Nvidia announced a third-generation artificial intelligence (AI) system on Thursday with 5 petaflops of compute power that is initially being used by Argonne National Lab to study the spread of the COVID-19 virus and to explore treatments and vaccines.
The performance of the new DGX A100 systems will help researchers at Argonne do “years’ worth of AI accelerated work in months or days,” said Rick Stevens, associate lab director for computing at Argonne, in a statement. The first DGX A100s were delivered to Argonne in early May.
Also, the University of Florida will receive DGX A100 systems to use across its entire curriculum, according to a statement from university president Kent Fuchs. Other early adopters include the Center for Biomedical AI in Germany, Chulalongkorn University in Thailand, Element AI in Montreal and several others.
Nvidia said there are already thousands of previous generation DGX systems in use around the globe that are used for autonomic vehicle AI, natural speech research and recommendation AI that is used by retailers and online search engines.
The DGX A100 has eight A100 Tensor Core GPUs that provide 5 petaflops of power with 320 GB in total GPU memory running at 12.4 Terabytes per second in bandwidth.
There are also six Nvidia NVSwitch interconnect fabrics and nine Nvidia Mellanox ConnectX-6 network interfaces for a total of 3.6 terabytes per second of bandwidth.
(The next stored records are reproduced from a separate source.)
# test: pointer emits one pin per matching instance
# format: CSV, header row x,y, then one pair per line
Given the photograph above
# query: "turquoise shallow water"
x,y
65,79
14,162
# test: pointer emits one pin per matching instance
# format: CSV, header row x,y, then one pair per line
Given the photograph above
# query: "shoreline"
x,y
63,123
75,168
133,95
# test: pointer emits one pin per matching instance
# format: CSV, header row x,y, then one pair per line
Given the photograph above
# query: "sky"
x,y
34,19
Nvidia completed the purchase of Mellanox in April for $7 billion. Nvidia uses the Mellanox in-network acceleration engines for high performance in the DGX A100 as well.
Nvidia also provides the software for AI and data science workloads.
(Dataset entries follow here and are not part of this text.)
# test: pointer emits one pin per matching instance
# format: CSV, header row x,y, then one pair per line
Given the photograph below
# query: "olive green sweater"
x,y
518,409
On a briefing with reporters, CEO Jensen Huang noted that the DGX is the first system to provide all the elements of machine learning, from data analytics to training to inference work. Many small workloads can be accelerated by partitioning the DGX A100 into as many as 56 computing instances to allow enterprises and researchers to conduct different AI functions on demand for diverse workloads.
Huang said the entire system starts at $199,000, noting that Dell Technologies, IBM and three other storage providers plan to integrate the DGX A100 into their products.
Huang illustrated how a single rack of DGX A100 systems costing $1 million could replace an entire data center doing AI training and inference costing $11 million, or less than 10% of the cost. The DGX A100s would also use just 4% of the space of the data center and just 5% of the electricity.
“This is unquestionably the first time that the unified workload of an entire data center has been brought into one rack for video analytics, voice, and data processing,” Huang said. “The amount of savings is actually off the charts.”
At the University of Florida, the arrival of DGX A100 happens as the university implements a plan to advance AI, research and teaching. UF plans to hire 100 faculty specifically focused on AI in addition to 500 new faculty hired across disciplines, many who will them integrate the AI into their teaching and research, the university said in a statement.
UF is already conducting AI research into areas such as the Intelligent ICU, which relies on video and image analysis of intensive care patients to recognize pain and sleep disruption. The university is also using AI to enable drug design for the COVID-19 virus and has research into an adaptive personalized online education system.